前号でお伝えしたとおり、今年の夏は酷暑との長い戦いになりそうですので、「私は大丈夫!熱中症にはならない」と過信せず、くれぐれも暑さ対策(気温が低くても湿度が高い場合は要注意!)を怠らないようにしてください。

今回の「裏返しメガネ」も「異常高温」問題で、2週連続となります。今年の暑さは「世界的な異常高温」の流れの一部です。2018年8月、人為的な地球温暖化と自然要因による地球表面温度の上昇の相乗作用により、少なくとも2023年までの5年間は、「異常高温」が世界各地で続くと予測を示した研究論文が、英科学誌ネイチャー・コミュニケーションズに掲載されました。
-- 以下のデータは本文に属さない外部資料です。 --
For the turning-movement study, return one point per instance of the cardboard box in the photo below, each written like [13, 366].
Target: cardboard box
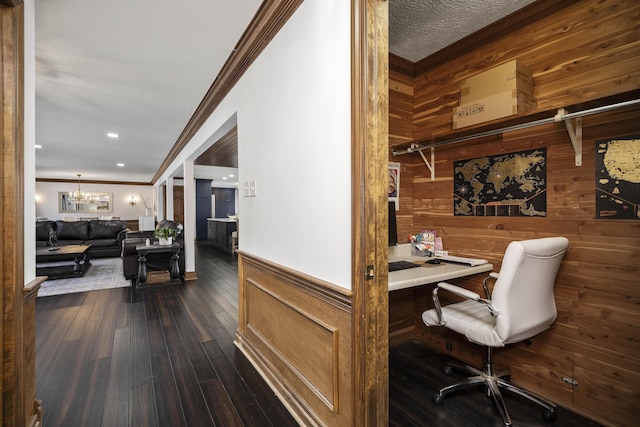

地球の表面温度は、氷河期と現在より気温が高かった温暖期を、10万年ごとに繰り返してきました。人類が繁栄したのは、この気温変動が極めて穏やかになった過去1万1000年の間です。そして、産業革命以降、人は大量の温室効果ガスを大気中に放出。その結果、人為的な気候変動が生じ、今では自然変動を圧倒するのではないか?と危惧されています。

そこで、仏ブレスト大学の気象学者フロリアン・セベレック氏率いる研究チームは、自然要因による地球表面温度の短期的な変動を予測するシステムを開発。その結果、「2018~2022年の5年間は、自然変動が人為的温暖化の影響と同等であること」を発見しました。

つまり、現在進行中の地球の温暖化は、人為的プラス自然変動の両方に起因する「異常な高温期」。気候に大きな影響を及ぼす、海の「温暖化現象」の発生確率は150%も増加すると予測されました。実際、2021年の年平均海面水温(全球平均)の平年差は+0.13℃で、統計を開始した1891年以降では6番目に高く、過去8年間(2014~2021年)の値は、すべて歴代8位以内の値です。

日本で、台風被害が続発した2019年9月の海面水温は、27℃以上の暖かい海域が広範囲に広がっていましたし、今年の6月下旬も本州の東側の海域の水温は平年より2度〜4度暖かくなっています。こういった「海」の状況からも、やはり今年の夏は暑い。加えて、豪雨が頻発する恐れがある。極めて危険な状況といっても過言ではありません。